Several edge cases are easy to mishandle.

Consider a self-loop:

1 1
1 1

The only valid answer is:

1

A careless implementation that only looks at ordinary cycles might miss that a cycle of length 1 forces k = 1.

Another dangerous case is a disconnected graph:

4 2
1 2
3 4

There are no directed cycles at all. In a DAG, we can use arbitrarily large k, because no contradiction ever appears. Since the problem requires k ≤ n, the correct answer is n = 4.

An implementation that only computes gcds over existing cycles might accidentally return 0.

A more subtle example is:

3 3
1 2
2 3
3 1

This graph has a cycle of length 3, so the answer is 3.
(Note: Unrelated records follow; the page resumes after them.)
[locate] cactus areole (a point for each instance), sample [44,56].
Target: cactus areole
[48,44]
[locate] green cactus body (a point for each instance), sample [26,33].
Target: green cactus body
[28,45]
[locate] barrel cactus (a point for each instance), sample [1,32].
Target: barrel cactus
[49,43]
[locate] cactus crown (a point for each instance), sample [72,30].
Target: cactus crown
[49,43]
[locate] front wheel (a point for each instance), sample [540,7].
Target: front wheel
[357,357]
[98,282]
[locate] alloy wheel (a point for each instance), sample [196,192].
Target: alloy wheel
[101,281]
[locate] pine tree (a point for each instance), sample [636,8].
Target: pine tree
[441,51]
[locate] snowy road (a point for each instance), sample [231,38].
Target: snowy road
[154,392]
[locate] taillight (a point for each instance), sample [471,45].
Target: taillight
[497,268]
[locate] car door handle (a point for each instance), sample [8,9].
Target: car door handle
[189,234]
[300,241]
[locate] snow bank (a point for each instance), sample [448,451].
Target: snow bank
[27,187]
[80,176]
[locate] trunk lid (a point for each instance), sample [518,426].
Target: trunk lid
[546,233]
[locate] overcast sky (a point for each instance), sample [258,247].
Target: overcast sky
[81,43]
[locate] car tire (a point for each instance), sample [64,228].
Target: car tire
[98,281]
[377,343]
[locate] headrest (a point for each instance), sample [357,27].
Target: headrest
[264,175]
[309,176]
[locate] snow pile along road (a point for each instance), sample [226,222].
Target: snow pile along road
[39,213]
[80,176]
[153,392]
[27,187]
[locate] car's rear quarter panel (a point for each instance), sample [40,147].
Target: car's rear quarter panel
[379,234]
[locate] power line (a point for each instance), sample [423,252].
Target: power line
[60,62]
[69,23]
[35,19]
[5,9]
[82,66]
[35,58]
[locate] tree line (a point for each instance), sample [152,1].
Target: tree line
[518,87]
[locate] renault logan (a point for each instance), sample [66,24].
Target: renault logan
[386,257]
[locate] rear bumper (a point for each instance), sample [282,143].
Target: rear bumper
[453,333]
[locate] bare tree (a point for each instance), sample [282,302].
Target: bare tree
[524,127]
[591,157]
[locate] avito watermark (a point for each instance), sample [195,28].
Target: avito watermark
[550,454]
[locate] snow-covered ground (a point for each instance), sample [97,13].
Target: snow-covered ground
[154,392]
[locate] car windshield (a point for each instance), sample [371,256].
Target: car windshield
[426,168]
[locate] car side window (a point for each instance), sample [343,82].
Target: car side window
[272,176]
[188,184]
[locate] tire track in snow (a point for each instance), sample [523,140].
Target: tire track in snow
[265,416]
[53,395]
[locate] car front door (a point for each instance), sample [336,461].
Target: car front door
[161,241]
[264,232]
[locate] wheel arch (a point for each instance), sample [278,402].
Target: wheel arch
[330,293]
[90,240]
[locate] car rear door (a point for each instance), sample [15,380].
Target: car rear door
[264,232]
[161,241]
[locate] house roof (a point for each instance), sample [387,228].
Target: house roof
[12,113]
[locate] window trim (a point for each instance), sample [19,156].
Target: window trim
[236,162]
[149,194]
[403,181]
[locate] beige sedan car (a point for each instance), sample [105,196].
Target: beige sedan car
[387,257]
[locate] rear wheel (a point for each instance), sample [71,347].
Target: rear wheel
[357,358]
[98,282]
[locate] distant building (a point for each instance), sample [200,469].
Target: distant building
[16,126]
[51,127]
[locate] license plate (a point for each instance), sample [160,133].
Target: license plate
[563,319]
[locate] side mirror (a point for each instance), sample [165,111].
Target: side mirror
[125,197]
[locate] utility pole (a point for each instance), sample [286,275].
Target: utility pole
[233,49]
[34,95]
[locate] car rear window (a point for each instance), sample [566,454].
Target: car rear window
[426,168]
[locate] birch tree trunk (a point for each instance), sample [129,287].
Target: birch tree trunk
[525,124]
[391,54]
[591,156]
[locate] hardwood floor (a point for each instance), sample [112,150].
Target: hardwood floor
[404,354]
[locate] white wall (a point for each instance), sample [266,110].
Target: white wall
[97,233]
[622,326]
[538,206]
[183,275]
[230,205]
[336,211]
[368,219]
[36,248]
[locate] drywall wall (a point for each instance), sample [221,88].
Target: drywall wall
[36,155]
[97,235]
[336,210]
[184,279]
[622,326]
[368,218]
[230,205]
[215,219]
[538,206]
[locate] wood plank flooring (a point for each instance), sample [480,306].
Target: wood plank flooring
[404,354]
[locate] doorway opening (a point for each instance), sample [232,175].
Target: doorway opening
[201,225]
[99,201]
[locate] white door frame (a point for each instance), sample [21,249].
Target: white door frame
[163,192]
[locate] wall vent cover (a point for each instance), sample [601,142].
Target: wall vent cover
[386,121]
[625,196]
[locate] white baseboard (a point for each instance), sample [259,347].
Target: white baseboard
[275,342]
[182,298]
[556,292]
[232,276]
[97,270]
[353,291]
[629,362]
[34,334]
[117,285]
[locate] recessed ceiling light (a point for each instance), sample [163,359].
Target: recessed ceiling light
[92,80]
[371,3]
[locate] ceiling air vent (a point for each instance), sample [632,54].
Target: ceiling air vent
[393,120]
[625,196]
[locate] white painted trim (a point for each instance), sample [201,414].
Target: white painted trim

But if we add another edge:

3 4
1 2
2 3
3 1
1 3

we create a cycle of length 2 as well:

1 -> 3 -> 1

Now both 2 and 3 must be divisible by k, so only:

1

works.

A solution that only examines one DFS cycle at a time could incorrectly return 3.

Approaches

The brute-force idea is straightforward. Try every possible k from n down to 1, and check whether a valid coloring exists.

For a fixed k, we can assign colors with DFS or BFS. Every edge enforces:

color[v] = (color[u] + 1) mod k

If we ever derive two different colors for the same vertex, that k is invalid.

This verification takes O(n + m) time. Doing it for every k gives:

O(n(n + m))

With n = 10^5, this becomes far too large.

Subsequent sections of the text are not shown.